The calculation proceeds as follows: 0.050 g ÷ 456 g mol⁻¹ ≈ 1.1 × 10⁻⁴ mol. Multiplying by Avogadro’s constant gives the number of molecules: (1.1 × 10⁻⁴ mol) × (6.022 × 10²³ molecules mol⁻¹) ≈ 6.6 × 10¹⁹ molecules.

Magnenus’s cathedral contained approximately 66 quintillion aromatic molecules from that single grain of incense. His thought experiment, posed when atoms were purely speculative, now has a quantitative answer. The path from his question to this answer required the contributions of Dalton, Gay-Lussac, Avogadro, Cannizzaro, Perrin, and many others. The mole represents the culmination of this historical development.

Why This History Matters

This historical development has direct practical relevance. Every time you use a periodic table, you are applying the framework built by these historical contributions. When you see that carbon has a molar mass of 12.011 g mol⁻¹, you are using a value that connects a single atom (mass ≈ 12 amu) to a laboratory quantity (12.011 grams) through Avogadro’s constant. This connection allows translation between molecular-level mechanisms and macroscopic measurements.

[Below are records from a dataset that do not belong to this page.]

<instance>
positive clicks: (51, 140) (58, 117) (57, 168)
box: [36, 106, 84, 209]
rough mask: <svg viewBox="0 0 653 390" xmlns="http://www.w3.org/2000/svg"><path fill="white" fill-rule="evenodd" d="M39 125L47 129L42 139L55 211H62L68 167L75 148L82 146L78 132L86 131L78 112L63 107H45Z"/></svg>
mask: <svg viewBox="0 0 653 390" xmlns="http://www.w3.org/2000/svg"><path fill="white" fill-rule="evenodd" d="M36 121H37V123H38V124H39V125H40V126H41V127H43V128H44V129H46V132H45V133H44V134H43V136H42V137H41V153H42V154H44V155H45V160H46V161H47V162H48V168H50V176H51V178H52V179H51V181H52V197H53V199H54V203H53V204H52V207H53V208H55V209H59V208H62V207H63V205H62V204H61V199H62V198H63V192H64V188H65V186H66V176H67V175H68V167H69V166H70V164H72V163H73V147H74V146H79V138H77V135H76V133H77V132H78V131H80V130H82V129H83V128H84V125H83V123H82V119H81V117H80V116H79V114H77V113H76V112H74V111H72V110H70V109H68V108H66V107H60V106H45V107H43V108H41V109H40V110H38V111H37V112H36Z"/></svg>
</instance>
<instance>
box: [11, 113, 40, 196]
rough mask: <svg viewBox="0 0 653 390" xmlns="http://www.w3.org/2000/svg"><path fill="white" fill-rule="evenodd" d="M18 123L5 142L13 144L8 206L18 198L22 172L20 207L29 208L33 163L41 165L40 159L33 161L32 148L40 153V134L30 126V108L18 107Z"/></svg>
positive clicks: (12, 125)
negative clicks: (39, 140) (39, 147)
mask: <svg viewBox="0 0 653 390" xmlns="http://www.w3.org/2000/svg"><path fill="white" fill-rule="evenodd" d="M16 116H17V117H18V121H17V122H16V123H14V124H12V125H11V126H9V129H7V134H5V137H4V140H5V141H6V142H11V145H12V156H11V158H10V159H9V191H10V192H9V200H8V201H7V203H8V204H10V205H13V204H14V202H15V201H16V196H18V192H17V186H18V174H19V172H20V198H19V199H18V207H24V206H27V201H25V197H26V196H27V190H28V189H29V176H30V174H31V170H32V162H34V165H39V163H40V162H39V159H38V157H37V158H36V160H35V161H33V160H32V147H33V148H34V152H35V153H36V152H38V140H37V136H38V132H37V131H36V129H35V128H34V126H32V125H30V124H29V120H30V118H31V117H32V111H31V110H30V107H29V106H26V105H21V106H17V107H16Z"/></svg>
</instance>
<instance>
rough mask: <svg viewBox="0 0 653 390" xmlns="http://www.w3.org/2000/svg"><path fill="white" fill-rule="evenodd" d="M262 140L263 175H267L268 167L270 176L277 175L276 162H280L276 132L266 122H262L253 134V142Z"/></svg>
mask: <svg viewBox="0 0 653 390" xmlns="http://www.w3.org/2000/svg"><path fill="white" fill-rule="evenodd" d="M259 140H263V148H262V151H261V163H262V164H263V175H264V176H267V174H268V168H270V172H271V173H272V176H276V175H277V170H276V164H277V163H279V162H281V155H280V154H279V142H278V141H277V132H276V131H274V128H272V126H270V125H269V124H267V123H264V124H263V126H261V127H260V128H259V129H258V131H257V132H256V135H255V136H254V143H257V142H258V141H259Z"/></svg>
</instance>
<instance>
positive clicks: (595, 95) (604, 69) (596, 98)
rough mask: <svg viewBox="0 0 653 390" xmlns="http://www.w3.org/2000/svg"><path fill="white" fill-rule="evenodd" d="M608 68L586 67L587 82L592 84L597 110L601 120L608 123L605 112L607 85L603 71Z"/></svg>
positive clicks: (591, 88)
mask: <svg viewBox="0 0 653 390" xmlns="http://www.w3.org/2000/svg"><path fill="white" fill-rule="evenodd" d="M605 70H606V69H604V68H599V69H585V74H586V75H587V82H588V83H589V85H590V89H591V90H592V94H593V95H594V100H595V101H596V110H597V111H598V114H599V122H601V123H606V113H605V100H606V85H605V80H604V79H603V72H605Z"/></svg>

The mole concept is distinctive to chemistry. Physics primarily deals with forces and fields. Biology focuses on living systems. Chemistry operates simultaneously at two scales: the molecular level where reactions occur through individual collisions, and the macroscopic level where measurements are made in grams and liters. The mole provides the quantitative link between these scales. It exists because generations of scientists developed both the theoretical framework and experimental methods needed to bridge the atomic and laboratory worlds. What seemed uncountable in 1646 became countable by the early 20th century, and we now use these particle counts routinely in chemical calculations.